Reporter: Yusuf Imam Santoso | Editor: Azis Husaini
KONTAN.CO.ID -JAKARTA. Tahun lalu batubara menjadi salah satu komoditas energi yang diunggulkan. Tetapi memasuki tahun ini sepanjang kuartal-I harga batubara berada dalam area pelemahan.
Berdasarkan data Bloomberg, harga batubara di bursa ICE Newcastle untuk kontrak pengiriman Mei 2019 melemah 12,96% selama kuarta-I 2019 di level US$ 84,90 per metrik ton pada Senin (1/4).
Analis Central Capital Futures, Wahyu Tribowo Laksono menilai pengurangan permintaan batubara oleh China terhadap Australia pada kuartal-I menjadi batu sandungan terbesar, seiring perjanjian perang dagang AS-China yang masih memanas.
Pada awal tahun ini bea cukai pelabuhan Dalian di China utara telah melarang impor batubara dari Australia. Tak hanya itu, pelabuhan tersebut juga akan membatasi impor batubara secara keseluruhan yang mencapai 12 juta ton pada 2019.
Ada lima pelabuhan yang diawasi oleh kepabean Dalian, yakni Dalian, Bayuquan, Panjin, Dandong dan Beiliang yang tidak akan mengizinkan masuknya impor batubara dari Australia.
Penurunan ekspor batubara Australia terus berlangsung hingga saat ini. Tercatat pada 17 Maret 2019 ekspor batubara dari Australia ke China hanya sebesar 2,5 juta ton batubara yg biasanya mencapai 13-20 juta ton.

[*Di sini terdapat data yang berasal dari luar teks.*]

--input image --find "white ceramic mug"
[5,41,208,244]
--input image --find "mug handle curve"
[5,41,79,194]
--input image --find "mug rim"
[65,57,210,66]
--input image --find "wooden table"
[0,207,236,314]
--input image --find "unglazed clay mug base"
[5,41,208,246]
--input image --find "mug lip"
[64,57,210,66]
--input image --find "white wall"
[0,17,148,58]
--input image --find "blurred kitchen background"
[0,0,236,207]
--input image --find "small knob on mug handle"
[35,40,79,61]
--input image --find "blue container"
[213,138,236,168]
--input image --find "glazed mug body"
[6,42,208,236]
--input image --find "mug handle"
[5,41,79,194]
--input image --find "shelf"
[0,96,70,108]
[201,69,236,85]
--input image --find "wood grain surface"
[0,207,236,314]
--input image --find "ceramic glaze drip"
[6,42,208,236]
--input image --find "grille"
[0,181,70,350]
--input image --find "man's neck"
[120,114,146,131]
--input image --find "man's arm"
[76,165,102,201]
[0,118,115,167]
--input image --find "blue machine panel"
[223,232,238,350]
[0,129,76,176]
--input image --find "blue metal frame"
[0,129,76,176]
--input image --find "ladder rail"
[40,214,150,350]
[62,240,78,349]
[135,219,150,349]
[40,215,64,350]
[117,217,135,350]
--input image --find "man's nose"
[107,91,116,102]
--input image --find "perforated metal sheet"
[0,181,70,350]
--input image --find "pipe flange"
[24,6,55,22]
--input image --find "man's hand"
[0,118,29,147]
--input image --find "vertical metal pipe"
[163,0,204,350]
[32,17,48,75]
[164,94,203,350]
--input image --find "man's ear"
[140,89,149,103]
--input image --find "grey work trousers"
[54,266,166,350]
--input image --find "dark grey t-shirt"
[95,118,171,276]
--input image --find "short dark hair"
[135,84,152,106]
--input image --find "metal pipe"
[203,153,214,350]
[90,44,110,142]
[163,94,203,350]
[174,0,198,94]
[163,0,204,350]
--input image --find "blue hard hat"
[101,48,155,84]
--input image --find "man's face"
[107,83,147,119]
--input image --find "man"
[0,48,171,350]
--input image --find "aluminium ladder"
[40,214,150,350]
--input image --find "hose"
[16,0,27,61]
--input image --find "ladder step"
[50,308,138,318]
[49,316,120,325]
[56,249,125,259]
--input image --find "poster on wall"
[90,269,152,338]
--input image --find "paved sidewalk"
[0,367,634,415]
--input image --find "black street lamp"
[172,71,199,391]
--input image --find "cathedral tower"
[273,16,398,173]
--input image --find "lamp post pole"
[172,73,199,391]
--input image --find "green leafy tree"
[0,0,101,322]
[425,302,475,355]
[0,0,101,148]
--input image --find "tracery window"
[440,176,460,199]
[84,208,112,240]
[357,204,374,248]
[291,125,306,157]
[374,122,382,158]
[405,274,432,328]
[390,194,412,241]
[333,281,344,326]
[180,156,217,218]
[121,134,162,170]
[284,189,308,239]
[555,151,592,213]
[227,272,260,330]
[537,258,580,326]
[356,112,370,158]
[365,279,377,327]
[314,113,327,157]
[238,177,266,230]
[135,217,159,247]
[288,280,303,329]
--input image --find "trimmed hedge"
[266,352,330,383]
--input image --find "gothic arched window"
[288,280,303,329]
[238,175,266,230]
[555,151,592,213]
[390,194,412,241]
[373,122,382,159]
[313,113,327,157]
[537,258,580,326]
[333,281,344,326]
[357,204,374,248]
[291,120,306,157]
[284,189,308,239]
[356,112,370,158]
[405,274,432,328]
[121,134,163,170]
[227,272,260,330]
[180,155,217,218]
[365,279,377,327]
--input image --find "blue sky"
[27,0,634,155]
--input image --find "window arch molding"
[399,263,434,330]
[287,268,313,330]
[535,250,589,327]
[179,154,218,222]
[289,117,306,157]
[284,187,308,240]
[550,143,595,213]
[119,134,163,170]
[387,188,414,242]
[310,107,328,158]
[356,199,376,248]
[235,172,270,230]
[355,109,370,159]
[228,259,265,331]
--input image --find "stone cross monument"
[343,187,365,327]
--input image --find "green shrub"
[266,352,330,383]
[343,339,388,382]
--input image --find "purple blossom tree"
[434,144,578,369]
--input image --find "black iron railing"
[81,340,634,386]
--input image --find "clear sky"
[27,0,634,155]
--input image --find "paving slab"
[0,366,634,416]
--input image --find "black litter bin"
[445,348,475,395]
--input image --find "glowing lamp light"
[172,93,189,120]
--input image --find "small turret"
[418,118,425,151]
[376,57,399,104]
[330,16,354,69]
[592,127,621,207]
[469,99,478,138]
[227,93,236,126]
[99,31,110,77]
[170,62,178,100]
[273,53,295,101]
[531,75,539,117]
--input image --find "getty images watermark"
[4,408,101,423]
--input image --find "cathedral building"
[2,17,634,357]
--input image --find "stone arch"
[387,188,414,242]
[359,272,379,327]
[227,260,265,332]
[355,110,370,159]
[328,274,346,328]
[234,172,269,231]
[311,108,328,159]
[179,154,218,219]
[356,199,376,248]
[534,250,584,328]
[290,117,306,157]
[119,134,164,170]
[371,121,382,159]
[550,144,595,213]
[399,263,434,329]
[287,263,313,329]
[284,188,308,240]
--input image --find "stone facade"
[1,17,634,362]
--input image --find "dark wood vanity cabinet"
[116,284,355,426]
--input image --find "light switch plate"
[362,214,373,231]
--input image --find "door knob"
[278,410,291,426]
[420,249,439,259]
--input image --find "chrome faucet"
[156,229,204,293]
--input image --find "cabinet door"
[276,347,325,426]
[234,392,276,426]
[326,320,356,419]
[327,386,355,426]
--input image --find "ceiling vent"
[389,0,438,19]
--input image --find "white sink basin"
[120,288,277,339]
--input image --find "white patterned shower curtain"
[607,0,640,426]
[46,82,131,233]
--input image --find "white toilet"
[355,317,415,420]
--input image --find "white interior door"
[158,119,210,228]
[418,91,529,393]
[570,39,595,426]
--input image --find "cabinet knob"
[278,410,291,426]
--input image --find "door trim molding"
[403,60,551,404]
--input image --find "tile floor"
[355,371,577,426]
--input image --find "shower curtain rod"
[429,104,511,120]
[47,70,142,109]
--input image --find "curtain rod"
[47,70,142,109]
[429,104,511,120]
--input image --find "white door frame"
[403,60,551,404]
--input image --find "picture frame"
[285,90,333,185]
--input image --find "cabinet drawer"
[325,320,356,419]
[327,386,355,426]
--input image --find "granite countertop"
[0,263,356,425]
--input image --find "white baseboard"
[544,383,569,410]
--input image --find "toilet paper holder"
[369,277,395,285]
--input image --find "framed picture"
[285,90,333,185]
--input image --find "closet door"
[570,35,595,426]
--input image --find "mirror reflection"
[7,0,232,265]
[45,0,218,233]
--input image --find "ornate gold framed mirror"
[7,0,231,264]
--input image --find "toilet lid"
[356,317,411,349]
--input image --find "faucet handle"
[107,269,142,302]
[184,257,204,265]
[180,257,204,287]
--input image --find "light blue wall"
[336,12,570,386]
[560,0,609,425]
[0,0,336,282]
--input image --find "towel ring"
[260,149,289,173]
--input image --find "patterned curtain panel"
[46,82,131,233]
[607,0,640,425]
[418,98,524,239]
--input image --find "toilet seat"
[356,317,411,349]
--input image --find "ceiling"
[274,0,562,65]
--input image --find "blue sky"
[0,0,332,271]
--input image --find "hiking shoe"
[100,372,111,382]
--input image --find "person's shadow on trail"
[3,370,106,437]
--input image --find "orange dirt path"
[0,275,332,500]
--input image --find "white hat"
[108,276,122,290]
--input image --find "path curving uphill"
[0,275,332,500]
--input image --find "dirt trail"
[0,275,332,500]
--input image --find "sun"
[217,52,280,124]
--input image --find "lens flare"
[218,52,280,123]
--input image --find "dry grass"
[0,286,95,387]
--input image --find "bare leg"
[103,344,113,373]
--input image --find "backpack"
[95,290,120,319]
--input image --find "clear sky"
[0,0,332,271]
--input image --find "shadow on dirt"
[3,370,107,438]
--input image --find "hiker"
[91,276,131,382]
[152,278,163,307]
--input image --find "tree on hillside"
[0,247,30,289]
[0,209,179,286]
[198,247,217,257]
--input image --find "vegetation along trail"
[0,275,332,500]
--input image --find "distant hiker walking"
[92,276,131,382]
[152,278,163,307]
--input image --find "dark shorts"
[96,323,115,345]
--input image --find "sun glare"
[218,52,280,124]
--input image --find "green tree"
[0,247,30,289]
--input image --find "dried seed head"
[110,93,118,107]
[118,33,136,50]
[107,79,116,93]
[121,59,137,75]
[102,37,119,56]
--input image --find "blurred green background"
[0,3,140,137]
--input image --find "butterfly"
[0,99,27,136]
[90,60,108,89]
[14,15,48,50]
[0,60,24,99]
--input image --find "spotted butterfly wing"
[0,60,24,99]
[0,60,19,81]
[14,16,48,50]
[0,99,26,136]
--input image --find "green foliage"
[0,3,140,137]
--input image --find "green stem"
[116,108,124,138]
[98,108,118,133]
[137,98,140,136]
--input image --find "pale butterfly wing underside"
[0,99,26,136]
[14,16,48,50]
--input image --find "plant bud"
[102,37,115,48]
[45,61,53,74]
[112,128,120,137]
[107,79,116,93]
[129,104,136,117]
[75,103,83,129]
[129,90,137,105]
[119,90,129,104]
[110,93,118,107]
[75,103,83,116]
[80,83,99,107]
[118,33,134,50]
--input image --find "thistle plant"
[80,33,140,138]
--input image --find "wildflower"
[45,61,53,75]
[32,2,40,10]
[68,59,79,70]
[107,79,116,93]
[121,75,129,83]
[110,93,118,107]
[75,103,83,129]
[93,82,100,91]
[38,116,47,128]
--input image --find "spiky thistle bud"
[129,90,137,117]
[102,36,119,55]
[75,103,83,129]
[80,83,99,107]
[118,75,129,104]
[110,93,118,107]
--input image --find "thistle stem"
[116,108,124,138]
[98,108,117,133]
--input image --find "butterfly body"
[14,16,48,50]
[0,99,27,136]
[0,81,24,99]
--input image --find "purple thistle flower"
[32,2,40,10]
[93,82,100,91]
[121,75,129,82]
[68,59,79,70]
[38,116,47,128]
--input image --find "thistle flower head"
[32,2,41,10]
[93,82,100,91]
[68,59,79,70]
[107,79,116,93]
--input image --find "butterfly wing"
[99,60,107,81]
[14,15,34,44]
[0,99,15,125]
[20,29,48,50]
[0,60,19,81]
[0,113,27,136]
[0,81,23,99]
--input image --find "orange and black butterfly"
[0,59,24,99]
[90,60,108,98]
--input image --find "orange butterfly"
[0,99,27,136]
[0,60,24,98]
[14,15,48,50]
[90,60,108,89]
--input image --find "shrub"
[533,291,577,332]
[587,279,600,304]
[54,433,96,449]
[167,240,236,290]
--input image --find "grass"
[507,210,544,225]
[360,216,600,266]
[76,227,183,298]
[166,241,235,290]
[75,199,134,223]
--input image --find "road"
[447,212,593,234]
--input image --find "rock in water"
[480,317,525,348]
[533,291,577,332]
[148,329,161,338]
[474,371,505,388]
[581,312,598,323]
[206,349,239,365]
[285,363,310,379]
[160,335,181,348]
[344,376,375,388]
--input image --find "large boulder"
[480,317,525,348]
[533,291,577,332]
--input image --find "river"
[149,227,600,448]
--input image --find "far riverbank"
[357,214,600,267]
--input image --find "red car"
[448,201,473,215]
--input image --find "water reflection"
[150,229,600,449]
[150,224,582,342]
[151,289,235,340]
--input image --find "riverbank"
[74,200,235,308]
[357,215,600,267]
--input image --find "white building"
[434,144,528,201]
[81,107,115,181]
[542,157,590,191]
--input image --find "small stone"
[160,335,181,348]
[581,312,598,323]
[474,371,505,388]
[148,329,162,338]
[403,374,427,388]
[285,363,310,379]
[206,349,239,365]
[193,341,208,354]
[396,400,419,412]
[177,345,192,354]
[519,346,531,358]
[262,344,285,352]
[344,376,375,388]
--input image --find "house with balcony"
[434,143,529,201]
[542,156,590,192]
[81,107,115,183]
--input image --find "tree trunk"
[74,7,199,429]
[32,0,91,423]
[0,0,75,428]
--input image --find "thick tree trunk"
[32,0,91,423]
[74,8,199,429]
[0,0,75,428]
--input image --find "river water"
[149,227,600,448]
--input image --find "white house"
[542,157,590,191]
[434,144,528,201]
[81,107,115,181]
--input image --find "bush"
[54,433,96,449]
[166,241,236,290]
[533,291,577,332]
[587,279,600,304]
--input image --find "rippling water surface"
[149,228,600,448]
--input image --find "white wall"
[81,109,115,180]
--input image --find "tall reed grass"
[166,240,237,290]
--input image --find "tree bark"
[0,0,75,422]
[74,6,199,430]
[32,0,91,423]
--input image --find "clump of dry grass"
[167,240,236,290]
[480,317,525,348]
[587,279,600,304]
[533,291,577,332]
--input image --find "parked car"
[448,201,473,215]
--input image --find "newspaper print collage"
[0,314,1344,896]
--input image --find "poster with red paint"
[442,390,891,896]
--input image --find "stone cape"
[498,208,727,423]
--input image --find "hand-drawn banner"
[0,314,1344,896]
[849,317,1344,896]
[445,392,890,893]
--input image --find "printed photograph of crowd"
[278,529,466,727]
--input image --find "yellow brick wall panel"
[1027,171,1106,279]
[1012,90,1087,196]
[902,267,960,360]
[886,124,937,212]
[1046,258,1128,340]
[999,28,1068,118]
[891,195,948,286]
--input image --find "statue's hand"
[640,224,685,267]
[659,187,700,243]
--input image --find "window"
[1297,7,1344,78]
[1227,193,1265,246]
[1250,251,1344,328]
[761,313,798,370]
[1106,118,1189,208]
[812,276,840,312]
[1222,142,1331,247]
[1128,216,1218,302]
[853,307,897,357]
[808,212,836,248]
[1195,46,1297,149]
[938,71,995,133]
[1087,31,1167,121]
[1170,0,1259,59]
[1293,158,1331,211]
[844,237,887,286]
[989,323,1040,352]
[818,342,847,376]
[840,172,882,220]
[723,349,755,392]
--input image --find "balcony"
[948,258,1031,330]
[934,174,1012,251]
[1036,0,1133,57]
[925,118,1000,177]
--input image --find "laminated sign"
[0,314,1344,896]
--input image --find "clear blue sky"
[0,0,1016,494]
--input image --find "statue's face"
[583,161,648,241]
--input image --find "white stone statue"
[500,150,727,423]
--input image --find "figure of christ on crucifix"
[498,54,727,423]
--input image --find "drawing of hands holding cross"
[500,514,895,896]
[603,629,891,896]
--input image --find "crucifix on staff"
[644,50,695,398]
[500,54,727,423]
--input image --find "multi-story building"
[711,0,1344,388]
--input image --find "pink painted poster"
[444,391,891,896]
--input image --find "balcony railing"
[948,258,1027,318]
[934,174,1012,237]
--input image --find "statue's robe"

Di sisi lain, Morgan Stanley memotong prakiraan produksi batubara pada 2019. Kabarnya impor batubara China lebih rendah. Kebijakan impor China diperkirakan akan terus disesuaikan berdasarkan output dan harga batubara. Di mana diperkirakan turun 17 juta ton menjadi 200 juta ton sepanjang tahun ini.
Pada kuartal-II harga batubara masih akan cenderung melemah. Di mana kemungkinan gas alam lebih mendominasi energi ketika harga minyak terus-menerus menguat. “Batubara mulai akan tergantikan oleh gas alam seiring program pengurangan emisi CO2,” tutur Wahyu kepada Kontan, Senin (1/4).
Di sisi lain, masih ada katalis positif bagi komoditas ini. Pasalnya permintaan akan batubara masih cukup baik dari negara-negara lain di Asia Tenggara seperti Thailand, Vietnam, dan Filipina, untuk mengembangkan sektor industri yang membutuhkan batubara. Ditambah negara-negara di Asia Timur juga mengekspor batubara, khususnya batubara berkalori tinggi yang menghasilkan panas maksimum yang dibutuhkan oleh industri baja nirkarat.
Tingginya permintaan batubara termal oleh India diperkirakan akan meredam permintaan batubara yang lebih rendah oleh China. Ia memperkirakan bahwa India masih mengimpor batubara termal secara masif karena hanya mampu menghasilkan batubara berkalori rendah dengan kandungan abu sulfur yang tinggi yang merusak lingkungan.
Pada kuartal selanjutnya Wahyu memprediksi pergerakkan harga batubara akan berada di level US$ 70-US$ 100 per metric ton. Dengan potensi rebound pada kuartal-III.